# CSCI 150: PreLab 5

Lists and Strings
Due: 9AM on Wednesday, March 7

In this prelab you will formulate some of the ideas necessary to complete Lab 05. Please type your solutions, and hand in a paper copy before the beginning of lecture on Wednesday. Remember, no late prelabs allowed!

## Watching

Now that you've done some basic image manipulation, here's a neat video of some relatively recent research on content-aware image rescaling.

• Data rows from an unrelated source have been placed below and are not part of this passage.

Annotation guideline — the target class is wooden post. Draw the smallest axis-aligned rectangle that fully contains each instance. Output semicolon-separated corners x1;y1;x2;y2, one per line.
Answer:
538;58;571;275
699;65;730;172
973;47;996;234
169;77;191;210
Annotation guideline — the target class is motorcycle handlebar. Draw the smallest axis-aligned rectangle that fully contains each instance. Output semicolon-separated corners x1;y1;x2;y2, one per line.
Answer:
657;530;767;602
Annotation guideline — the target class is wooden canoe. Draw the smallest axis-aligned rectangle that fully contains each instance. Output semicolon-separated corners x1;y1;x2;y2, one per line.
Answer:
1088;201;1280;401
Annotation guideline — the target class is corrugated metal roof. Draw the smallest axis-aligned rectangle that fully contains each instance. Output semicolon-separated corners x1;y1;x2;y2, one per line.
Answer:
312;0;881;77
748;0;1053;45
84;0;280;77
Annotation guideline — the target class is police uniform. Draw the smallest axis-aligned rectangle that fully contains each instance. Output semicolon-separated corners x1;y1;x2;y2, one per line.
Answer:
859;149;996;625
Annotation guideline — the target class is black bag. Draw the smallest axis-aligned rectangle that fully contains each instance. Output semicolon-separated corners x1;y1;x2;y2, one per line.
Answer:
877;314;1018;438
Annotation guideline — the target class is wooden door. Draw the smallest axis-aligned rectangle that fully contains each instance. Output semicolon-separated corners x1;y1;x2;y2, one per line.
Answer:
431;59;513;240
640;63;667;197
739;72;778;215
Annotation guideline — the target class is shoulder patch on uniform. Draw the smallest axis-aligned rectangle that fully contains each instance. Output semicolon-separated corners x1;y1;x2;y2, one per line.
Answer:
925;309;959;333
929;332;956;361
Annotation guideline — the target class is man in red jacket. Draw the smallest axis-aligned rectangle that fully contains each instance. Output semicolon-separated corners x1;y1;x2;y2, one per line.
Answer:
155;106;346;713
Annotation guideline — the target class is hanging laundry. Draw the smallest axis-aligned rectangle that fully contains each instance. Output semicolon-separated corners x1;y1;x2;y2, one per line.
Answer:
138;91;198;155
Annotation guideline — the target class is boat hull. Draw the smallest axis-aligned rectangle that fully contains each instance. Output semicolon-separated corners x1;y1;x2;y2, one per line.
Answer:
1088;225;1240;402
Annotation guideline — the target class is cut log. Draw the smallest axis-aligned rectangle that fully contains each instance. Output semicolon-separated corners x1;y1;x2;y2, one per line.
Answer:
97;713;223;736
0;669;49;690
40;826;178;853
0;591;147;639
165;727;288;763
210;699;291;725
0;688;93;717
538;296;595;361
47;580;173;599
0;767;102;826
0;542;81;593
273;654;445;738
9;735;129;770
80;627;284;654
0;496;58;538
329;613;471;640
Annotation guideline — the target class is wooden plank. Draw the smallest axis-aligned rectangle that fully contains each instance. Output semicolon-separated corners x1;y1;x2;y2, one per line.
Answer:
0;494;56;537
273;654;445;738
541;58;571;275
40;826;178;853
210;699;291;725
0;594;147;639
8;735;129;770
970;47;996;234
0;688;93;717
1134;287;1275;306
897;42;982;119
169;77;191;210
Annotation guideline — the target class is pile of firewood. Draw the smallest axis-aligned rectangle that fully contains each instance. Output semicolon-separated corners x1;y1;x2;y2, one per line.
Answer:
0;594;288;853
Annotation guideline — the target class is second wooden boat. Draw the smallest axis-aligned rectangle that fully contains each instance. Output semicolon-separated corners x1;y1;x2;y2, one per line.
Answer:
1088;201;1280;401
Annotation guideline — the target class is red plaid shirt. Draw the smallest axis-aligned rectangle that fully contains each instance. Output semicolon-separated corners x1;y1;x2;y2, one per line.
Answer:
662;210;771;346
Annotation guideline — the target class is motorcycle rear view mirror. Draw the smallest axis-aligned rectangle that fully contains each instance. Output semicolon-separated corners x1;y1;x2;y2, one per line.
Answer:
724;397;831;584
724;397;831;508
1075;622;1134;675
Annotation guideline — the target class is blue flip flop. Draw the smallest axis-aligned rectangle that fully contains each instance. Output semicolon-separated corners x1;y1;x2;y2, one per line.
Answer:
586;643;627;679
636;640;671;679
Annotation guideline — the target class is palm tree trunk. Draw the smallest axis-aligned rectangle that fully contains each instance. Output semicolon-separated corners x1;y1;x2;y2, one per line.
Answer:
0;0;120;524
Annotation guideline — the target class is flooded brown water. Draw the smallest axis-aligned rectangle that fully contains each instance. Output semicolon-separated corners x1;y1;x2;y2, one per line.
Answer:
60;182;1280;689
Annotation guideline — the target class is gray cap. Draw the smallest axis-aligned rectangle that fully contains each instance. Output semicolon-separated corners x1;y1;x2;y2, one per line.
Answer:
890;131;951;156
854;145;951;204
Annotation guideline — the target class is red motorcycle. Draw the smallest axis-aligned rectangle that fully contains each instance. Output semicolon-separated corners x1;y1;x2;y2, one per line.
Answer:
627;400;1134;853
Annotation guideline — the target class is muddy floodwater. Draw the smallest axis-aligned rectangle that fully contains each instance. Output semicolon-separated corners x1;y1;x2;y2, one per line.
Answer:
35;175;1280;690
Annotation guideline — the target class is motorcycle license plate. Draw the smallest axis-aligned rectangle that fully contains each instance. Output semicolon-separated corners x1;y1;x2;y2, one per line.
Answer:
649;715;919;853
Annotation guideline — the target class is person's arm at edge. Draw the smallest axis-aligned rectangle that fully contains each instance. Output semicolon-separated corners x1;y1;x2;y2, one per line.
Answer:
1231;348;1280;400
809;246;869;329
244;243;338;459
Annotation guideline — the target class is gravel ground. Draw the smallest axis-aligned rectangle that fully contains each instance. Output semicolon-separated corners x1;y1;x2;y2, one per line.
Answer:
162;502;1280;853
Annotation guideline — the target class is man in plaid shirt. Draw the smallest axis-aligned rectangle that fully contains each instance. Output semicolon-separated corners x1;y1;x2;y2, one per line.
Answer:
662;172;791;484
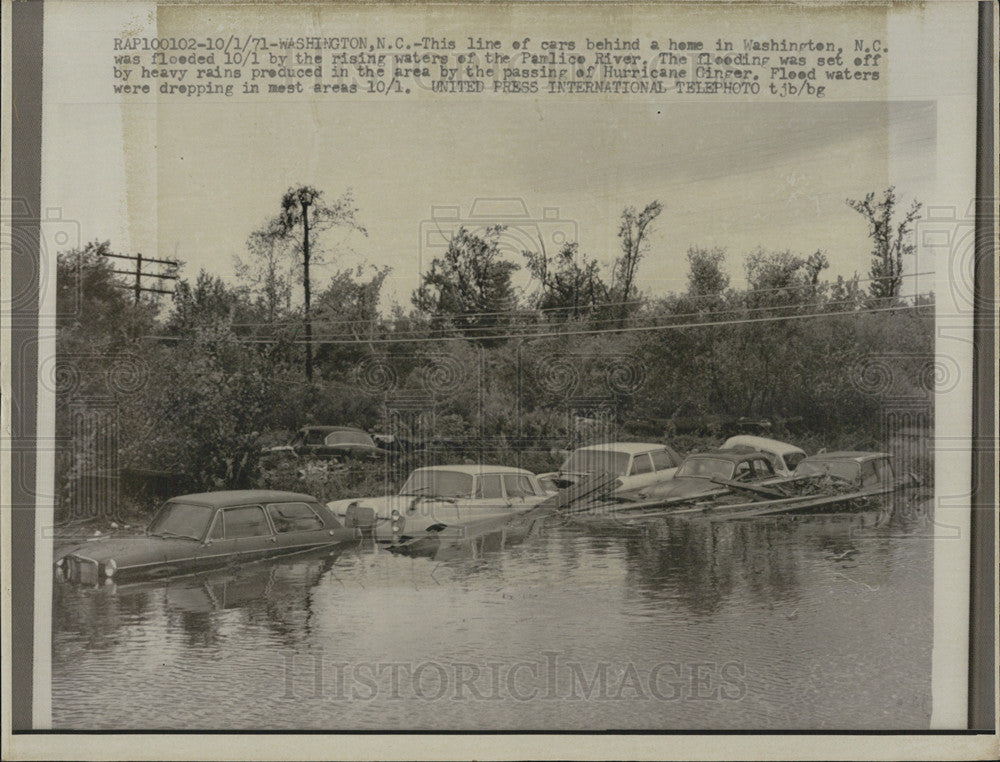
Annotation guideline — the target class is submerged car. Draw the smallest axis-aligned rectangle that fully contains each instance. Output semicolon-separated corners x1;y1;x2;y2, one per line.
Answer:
263;426;388;461
542;442;681;490
56;490;360;585
792;451;919;491
721;434;806;476
616;450;775;501
327;465;550;542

It's worth noting that by the end of this semester, you'll know enough to implement this yourself (although Python is unfortunately too slow with images for this sort of application in real-time).

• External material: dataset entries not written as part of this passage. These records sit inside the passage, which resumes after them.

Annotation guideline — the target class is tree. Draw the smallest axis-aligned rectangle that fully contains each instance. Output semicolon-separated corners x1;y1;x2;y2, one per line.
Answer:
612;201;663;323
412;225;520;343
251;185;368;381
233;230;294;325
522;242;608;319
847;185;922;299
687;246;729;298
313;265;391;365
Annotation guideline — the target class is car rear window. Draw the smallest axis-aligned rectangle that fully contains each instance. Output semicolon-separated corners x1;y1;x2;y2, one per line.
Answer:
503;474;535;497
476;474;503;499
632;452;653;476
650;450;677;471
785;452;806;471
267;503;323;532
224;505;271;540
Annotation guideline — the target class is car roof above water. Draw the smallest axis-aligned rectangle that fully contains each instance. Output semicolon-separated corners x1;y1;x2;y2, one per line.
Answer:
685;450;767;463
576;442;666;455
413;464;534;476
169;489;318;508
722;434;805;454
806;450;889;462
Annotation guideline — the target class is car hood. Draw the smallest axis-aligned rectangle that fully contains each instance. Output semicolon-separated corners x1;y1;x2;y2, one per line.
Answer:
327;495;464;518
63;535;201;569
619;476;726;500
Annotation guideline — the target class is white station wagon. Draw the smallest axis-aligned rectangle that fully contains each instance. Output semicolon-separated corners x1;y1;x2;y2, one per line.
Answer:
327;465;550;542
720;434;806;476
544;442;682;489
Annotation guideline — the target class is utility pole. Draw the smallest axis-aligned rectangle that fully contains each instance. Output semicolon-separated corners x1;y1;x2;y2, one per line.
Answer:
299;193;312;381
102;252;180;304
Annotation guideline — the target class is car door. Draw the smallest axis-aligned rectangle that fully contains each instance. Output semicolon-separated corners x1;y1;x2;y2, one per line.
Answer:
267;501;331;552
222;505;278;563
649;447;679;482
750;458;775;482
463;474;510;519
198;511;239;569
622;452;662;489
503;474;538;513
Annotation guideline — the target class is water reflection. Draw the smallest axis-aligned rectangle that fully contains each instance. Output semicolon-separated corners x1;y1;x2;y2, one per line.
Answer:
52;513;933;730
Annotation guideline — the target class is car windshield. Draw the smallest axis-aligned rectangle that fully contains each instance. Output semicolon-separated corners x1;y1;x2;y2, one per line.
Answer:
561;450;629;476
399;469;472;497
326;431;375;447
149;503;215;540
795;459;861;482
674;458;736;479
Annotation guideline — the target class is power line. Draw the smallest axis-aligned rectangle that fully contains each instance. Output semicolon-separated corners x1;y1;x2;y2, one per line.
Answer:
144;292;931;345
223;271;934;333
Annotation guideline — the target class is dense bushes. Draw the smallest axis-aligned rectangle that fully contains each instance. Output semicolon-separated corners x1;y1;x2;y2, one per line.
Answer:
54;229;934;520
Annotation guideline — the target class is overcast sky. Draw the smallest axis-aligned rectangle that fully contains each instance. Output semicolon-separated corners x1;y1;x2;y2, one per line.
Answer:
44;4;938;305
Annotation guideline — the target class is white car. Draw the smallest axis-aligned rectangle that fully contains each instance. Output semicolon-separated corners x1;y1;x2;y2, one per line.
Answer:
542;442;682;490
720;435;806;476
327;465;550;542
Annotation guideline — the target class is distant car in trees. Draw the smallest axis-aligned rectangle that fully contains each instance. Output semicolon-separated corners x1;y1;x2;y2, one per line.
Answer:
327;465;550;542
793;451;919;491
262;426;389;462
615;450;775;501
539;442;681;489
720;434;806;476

1. Did watch the video? (Yes or no will suffice.)

## List Practice

2. Write a chunk of code that creates a list containing the first 30 Fibonacci numbers (1, 1, 2, 3, 5, 8, and so on). Don't use any variables other than the list itself, and an index variable (i.e. don't duplicate the code we developed earlier to compute the Fibonacci numbers -- use the list!).

3. Write a chunk of code that prints the second largest integer in a list A of integers. You may assume A has already been created and assigned values, and that all values are distinct. Don't use any Python list methods (like sort), and don't change the list. You should be able to find the second largest integer in a single pass through the list.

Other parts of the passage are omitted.